Python3 Web crawler (3): Hide identities using the user agent and proxy IP

Last Update:2018-03-04 Source: Internet

Author: User

Developer on Alibaba Coud: Build your first app with APIs, SDKs, and tutorials on the Alibaba Cloud. Read more ＞

Python version: Python3

ide:pycharm2017.3.3

First, why to set up the user Agent

Some sites do not like to be accessed by the crawler, so will detect the object, if it is a crawler, he will not let you access, by setting up the user agent to achieve the purpose of hidden identity, the user agent's Chinese name for the users agents, referred to as UA

The user agent resides in headers, and the server determines who is accessing it by looking at the user agent in the headers.

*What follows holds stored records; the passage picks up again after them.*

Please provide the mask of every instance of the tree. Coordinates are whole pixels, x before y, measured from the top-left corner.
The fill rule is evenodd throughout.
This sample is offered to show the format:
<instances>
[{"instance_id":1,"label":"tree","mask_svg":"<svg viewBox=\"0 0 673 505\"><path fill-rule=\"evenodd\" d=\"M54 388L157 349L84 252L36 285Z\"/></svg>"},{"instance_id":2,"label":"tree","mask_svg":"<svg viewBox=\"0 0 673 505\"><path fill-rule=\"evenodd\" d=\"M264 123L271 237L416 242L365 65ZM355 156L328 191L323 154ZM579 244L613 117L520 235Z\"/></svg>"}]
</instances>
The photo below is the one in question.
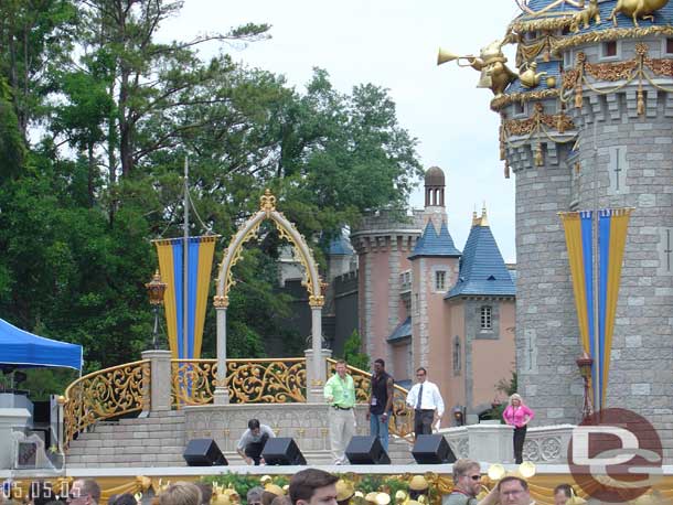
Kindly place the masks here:
<instances>
[{"instance_id":1,"label":"tree","mask_svg":"<svg viewBox=\"0 0 673 505\"><path fill-rule=\"evenodd\" d=\"M0 173L0 316L83 344L88 369L136 359L149 343L149 239L182 233L185 155L194 234L212 229L226 244L270 187L318 261L325 237L367 208L399 205L420 170L385 89L342 94L316 69L298 90L224 52L196 54L209 40L265 37L267 25L158 43L157 28L180 7L0 3L0 162L10 166ZM229 355L263 355L289 311L274 291L281 243L265 225L235 269ZM211 309L206 354L214 333ZM297 335L282 337L302 348Z\"/></svg>"},{"instance_id":2,"label":"tree","mask_svg":"<svg viewBox=\"0 0 673 505\"><path fill-rule=\"evenodd\" d=\"M24 141L31 123L44 117L50 67L72 51L75 18L71 0L0 2L0 75L12 89L11 103Z\"/></svg>"},{"instance_id":3,"label":"tree","mask_svg":"<svg viewBox=\"0 0 673 505\"><path fill-rule=\"evenodd\" d=\"M343 359L355 368L370 369L370 356L362 352L362 339L357 330L353 330L351 336L343 344Z\"/></svg>"}]
</instances>

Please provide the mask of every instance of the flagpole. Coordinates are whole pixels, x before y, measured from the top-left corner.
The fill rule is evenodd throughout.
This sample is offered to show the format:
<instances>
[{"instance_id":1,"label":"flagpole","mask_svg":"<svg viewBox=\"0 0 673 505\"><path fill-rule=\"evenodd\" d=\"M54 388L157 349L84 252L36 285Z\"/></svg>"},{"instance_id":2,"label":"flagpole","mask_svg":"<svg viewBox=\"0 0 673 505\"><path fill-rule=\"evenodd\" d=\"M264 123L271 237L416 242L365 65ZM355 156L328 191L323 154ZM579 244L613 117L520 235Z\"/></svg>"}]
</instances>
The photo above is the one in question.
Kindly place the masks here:
<instances>
[{"instance_id":1,"label":"flagpole","mask_svg":"<svg viewBox=\"0 0 673 505\"><path fill-rule=\"evenodd\" d=\"M184 247L182 248L182 357L189 358L188 345L189 345L189 310L188 310L188 282L189 282L189 240L190 240L190 203L189 203L189 172L190 163L189 157L184 157Z\"/></svg>"}]
</instances>

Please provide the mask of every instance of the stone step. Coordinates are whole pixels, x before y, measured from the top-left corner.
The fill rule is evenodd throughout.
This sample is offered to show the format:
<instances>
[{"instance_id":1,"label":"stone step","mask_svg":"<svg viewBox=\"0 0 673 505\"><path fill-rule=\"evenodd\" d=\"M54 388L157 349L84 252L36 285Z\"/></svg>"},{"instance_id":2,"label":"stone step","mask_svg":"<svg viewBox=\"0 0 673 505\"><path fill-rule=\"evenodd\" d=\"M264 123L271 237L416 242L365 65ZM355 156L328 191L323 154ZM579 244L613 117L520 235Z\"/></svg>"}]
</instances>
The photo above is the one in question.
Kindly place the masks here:
<instances>
[{"instance_id":1,"label":"stone step","mask_svg":"<svg viewBox=\"0 0 673 505\"><path fill-rule=\"evenodd\" d=\"M186 438L182 411L100 422L71 442L66 464L71 468L184 466L182 453ZM329 450L302 453L309 464L332 463ZM245 464L235 451L225 451L224 455L231 465ZM392 438L388 455L393 464L414 463L412 444L406 440Z\"/></svg>"}]
</instances>

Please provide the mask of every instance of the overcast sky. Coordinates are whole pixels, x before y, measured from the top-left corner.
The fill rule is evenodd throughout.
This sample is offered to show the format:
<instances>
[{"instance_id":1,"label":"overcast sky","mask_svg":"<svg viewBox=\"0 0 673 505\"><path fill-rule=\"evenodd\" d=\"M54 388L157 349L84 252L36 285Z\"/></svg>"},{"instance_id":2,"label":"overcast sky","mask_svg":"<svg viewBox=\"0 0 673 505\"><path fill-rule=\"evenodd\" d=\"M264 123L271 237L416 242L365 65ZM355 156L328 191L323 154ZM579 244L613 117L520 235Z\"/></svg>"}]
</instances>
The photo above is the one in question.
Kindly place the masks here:
<instances>
[{"instance_id":1,"label":"overcast sky","mask_svg":"<svg viewBox=\"0 0 673 505\"><path fill-rule=\"evenodd\" d=\"M485 201L500 250L505 261L514 261L514 175L505 180L499 160L492 94L476 88L476 71L456 63L438 67L436 60L440 45L478 54L504 35L516 14L512 0L185 0L180 17L164 22L161 33L185 40L269 23L269 41L232 49L232 56L284 74L299 89L314 66L327 69L344 93L361 83L388 88L400 125L419 140L424 168L438 165L447 175L449 230L457 247L464 246L474 206L481 211ZM412 205L423 203L420 190Z\"/></svg>"}]
</instances>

In Python, if you do not set the user agent, the program will be private default parameters, then the user agent will have Python words, anti-crawling site will not let you access

Python allows us to modify this user agent to simulate browser access

Second, the common user Agent

1.Android

mozilla/5.0 (Linux; Android 4.1.1; Nexus 7 build/jro03d) applewebkit/535.19 (khtml, like Gecko) chrome/18.0.1025.166 safari/535.19
mozilla/5.0 (Linux; U Android 4.0.4; EN-GB; gt-i9300 build/imm76d) applewebkit/534.30 (khtml, like Gecko) version/4.0 Mobile safari/534.30
mozilla/5.0 (Linux; U Android 2.2; EN-GB; gt-p1000 Build/froyo) applewebkit/533.1 (khtml, like Gecko) version/4.0 Mobile safari/533.1

2.Firefox

mozilla/5.0 (Windows NT 6.2; WOW64; rv:21.0) gecko/20100101 firefox/21.0
mozilla/5.0 (Android; Mobile; rv:14.0) gecko/14.0 firefox/14.0

3.Google Chrome

mozilla/5.0 (Windows NT 6.2; WOW64) applewebkit/537.36 (khtml, like Gecko) chrome/27.0.1453.94 safari/537.36
mozilla/5.0 (Linux; Android 4.0.4; Galaxy Nexus build/imm76b) applewebkit/535.19 (khtml, like Gecko) chrome/18.0.1025.133 Mobile safari/535.19

4.iOS

mozilla/5.0 (IPad; CPU os 5_0 like Mac os X applewebkit/534.46 (khtml, like Gecko) version/5.1 mobile/9a334 safari/7534.48.3
mozilla/5.0 (IPod; U CPU like Mac OS X; EN) applewebkit/420.1 (khtml, like Gecko) version/3.0 mobile/3a101a safari/419.3

These user agents, direct copy can be used

Third, the method of setting up the user agent

Method One:

Using the first user Agent on Android above, when creating the request object, pass in the headers parameter, the code is as follows

1  fromUrllibImportRequest2 3 #take csdn as an example, CSDN does not change the user agent is inaccessible4URL ="http://www.csdn.net/"5Head = {}6 #Write user agent information7head['user-agent'] ='mozilla/5.0 (Linux; Android 4.1.1; Nexus 7 build/jro03d) applewebkit/535.19 (khtml, like Gecko) chrome/18.0.1025.166 safari/535.19'8 #Create a Request object9req = Request. Request (URL, headers=head)Ten #passing in the created Request object OneResponse =Request.urlopen (req) A #read response information and decode -html = Response.read (). Decode ('Utf-8') - #Printing Information the Print(HTML)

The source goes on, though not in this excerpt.